I have yet to leave. We’re months away from deployment. However, this doesn’t assuage the mounting tension, sorrow, anxiety, and doubt of the looming goodbye.

I cherish each touch, every ‘off-to-work’ kiss, that hidden gaze that embarasses her when discovered, those few Saturday mornings where Gabe’s oversleep allows us to snuggle, and those evening drives to “help Gabe fall asleep” which we use as an excuse for a quick escape to Starbucks. These are momentos which I have too often ignored or shared without cognition. I will miss holding Katherine’s hand…so much comfort, nurture and confidence is there.

I make sure I drop Gabe off at preschool every morning, even if that means I’ll be 15 minutes late into the office. Lately, I’ve left the office early some days so I can pick him up. There’s nothing like seeing the happiness on Gabe’s face when I sneak in to pick him up. I try not to waste a day off when I get one, whether we go to the zoo just to play on the playground and eat a “hotgog” (in Gabe speak), or invade the beach in the big way in which Gabe enters the sand and water. I’ll miss his giggles.
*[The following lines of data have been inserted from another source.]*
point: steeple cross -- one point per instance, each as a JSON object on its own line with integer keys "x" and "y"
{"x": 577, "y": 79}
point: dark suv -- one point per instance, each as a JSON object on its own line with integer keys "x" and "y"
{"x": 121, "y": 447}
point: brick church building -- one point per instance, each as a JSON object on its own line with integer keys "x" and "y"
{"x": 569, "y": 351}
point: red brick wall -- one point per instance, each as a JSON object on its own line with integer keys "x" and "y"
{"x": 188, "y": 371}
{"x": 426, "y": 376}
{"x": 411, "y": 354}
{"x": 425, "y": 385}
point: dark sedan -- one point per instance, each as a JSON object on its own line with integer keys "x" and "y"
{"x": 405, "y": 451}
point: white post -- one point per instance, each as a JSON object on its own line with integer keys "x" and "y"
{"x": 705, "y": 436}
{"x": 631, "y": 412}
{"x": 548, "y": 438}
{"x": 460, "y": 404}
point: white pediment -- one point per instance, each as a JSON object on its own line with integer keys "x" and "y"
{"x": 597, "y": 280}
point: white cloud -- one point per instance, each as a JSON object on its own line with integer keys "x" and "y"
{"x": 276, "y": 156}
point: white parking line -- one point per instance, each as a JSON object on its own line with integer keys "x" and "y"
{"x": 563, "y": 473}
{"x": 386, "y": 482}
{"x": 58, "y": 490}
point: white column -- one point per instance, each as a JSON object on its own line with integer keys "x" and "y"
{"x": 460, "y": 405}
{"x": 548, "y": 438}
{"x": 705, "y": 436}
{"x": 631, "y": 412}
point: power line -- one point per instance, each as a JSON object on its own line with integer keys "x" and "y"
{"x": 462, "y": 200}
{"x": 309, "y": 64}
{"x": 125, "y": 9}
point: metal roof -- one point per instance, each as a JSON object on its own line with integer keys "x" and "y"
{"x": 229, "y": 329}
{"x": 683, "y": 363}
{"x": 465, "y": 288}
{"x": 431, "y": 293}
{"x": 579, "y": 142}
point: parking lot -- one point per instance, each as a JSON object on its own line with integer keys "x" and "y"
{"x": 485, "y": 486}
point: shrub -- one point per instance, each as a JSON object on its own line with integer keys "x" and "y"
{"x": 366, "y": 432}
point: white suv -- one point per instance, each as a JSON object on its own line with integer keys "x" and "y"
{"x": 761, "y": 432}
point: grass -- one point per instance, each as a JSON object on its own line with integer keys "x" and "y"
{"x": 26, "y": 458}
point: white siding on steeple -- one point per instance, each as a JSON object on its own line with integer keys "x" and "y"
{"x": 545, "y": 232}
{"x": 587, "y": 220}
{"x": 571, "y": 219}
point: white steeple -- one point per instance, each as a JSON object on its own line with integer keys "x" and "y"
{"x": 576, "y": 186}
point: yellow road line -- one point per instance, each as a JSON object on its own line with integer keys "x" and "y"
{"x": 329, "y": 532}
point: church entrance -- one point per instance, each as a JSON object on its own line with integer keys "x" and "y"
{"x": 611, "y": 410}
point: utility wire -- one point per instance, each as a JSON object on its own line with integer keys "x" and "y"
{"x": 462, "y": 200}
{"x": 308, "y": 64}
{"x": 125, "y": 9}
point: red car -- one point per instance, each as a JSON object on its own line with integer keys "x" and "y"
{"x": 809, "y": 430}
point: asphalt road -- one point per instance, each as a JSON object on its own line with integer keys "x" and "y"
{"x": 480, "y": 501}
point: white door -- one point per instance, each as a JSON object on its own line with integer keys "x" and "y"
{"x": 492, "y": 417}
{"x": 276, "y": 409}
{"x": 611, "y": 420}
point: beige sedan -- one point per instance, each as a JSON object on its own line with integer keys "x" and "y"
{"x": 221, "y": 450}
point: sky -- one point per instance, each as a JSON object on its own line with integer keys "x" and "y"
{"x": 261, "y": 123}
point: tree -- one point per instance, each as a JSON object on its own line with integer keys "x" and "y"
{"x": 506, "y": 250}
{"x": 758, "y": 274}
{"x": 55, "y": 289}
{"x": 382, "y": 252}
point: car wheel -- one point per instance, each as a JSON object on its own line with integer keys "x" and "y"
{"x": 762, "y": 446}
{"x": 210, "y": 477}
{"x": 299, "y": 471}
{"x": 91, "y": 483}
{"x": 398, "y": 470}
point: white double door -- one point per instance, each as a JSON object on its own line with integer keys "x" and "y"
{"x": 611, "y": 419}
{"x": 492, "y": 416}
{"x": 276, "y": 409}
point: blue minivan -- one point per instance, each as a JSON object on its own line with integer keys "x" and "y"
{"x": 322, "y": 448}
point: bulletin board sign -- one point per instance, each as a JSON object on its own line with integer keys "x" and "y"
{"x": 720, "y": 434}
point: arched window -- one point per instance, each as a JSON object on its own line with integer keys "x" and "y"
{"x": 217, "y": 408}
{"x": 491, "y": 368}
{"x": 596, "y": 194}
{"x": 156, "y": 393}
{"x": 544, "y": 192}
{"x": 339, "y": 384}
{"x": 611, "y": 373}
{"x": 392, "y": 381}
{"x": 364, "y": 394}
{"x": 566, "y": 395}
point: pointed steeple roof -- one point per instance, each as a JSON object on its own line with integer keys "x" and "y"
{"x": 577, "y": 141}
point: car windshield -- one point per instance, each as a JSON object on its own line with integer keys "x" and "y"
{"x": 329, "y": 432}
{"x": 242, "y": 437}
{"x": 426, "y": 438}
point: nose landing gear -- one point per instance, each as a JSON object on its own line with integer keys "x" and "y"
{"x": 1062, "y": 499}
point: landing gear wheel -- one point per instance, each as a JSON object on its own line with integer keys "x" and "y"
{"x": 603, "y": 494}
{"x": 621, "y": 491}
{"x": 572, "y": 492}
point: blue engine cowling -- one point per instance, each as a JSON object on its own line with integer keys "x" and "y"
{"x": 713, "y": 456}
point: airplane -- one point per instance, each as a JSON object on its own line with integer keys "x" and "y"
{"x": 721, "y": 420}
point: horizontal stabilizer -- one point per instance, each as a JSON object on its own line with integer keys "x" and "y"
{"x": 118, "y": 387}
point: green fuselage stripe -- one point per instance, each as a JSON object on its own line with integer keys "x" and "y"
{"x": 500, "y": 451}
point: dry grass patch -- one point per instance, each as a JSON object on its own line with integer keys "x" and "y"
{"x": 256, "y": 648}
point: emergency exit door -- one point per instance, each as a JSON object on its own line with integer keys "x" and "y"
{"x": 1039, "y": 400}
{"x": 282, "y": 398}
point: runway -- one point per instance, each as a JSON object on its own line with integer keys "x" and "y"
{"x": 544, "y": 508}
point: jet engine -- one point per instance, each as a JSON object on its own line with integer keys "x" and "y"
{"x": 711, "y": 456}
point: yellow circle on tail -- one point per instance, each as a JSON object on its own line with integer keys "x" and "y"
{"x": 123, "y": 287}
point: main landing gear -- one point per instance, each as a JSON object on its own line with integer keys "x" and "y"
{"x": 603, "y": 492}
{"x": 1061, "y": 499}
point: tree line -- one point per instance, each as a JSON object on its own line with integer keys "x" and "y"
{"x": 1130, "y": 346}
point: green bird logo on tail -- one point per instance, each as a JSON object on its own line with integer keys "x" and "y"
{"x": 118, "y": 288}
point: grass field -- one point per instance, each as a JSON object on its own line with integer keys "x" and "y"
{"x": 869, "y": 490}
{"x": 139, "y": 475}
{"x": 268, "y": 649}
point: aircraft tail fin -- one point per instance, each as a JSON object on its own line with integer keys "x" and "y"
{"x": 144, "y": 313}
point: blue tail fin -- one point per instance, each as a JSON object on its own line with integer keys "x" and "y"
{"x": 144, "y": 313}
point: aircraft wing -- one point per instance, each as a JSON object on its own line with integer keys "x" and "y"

“Compensation” is the term used by the Army Behavioral Heath experts to denote the efforts Soldiers and their family members undertake to make up for time that will be missed. This happens on both ends of a deployment. It can introduce it’s own kind of anxiety and pressure.

Don’t interpret me as bemoaning this deployment. I feel called to this role as my battalion’s chaplain. I embrace it as YHWH-God’s call on my life. I anticipated the potential of a deployment as an acceptable eventuality of being an Army chaplain. However, do not equate “calling” to “easy.” It’s usually just the opposite. 

I love God. I love Katherine. I love Gabe. I love my Soldiers. It’s not equal, but symbiotic. Calling is an integrated endeavor.

I can’t help but ask…what is God’s call requesting of you?